Nel 1822 la Fraternita dei Laici mise a disposizione il palazzetto di piazza Grande. Nacque così il Museo di Storia naturale e Antichità, inaugurato l’anno dopo. A metà del secolo confluirono nella raccolta le collezioni Bacci e Rossi.
Nel 1882 l’ingente materiale necessitava di una sede più grande e fu trasferito a Palazzo Barbolani in via San Lorentino. Per molti anni continuarono a giungere nel museo importanti raccolte private, come le collezioni Pasqui, De Giudici, Albergotti, Guiducci, Del Vita, Gamurrini e Funghini. A queste si aggiunsero i reperti ritrovati nelle nuove campagne di scavo.
Nel 1937 fu inaugurata la definitiva sede nell’ex convento degli Olivetani di San Bernardo, sorto sul lato sud dell’anfiteatro romano nel XIV secolo.
Durante la Seconda Guerra Mondiale il museo fu però colpito dalle bombe, che causarono ingenti danni alla sua sezione paleontologica. Tra 1949 e 1950 le sale furono restaurate, riordinate e arricchite di reperti. Il museo riaprì nel 1951, sotto la gestione del Comune.
Nel 1973, dopo un lungo processo di acquisizione statale partito nel 1957, il Museo Archeologico di Arezzo divenne nazionale. Al 1985 risale l’ultimo grande rinnovamento.
Negli ultimi anni sono stati fatti piccoli interventi, necessari ad ammodernare una struttura di concezione ormai obsoleta. In attesa di un corposo restyling, il museo oggi è composto da 26 sale, quindici al piano terra rialzato e undici al primo piano.
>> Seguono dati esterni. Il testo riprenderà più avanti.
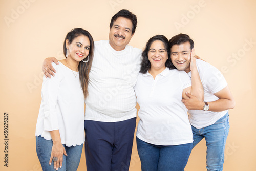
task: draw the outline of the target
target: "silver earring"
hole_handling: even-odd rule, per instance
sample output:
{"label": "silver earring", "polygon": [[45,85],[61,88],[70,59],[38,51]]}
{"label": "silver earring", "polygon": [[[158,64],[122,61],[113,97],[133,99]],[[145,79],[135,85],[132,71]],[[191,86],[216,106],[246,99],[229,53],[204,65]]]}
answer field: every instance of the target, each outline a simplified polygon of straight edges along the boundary
{"label": "silver earring", "polygon": [[83,63],[86,63],[86,62],[87,62],[88,61],[89,61],[89,55],[87,56],[87,57],[88,57],[88,59],[87,59],[87,61],[84,61],[84,60],[82,60],[82,61],[83,62]]}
Elencare tutti i preziosi oggetti custoditi in questi ambienti è cosa impossibile. Proviamo a citare i più importanti, invitando gli aretini e i turisti a scoprire di persona questo luogo affascinante.
Nel piano terra le sale sono suddivise topograficamente in sezione etrusca e sezione romana. Tra i reperti di epoca arcaica e tardo arcaica si segnalano una parte della grande stipe votiva di via Fonte Veneziana (540-500 a.C.), gli splendidi gioielli in oro provenienti dalla necropoli di Poggio del Sole (VI/V secolo a.C.) e le terrecotte di piazza San Jacopo, facenti parte di un tempio etrusco del V secolo a.C.
Dall’agro-aretino, soprattutto dalla Valdichiana, sono ammirabili magnifiche opere vascolari come il Cratere di Euphronios (510-500 a.C.), capolavoro assoluto del museo. Si tratta di un grosso vaso a volute del tipo “a figure rosse su fondo nero” utilizzato per miscelare vino, miele e acqua, proveniente da una ricca e sconosciuta tomba.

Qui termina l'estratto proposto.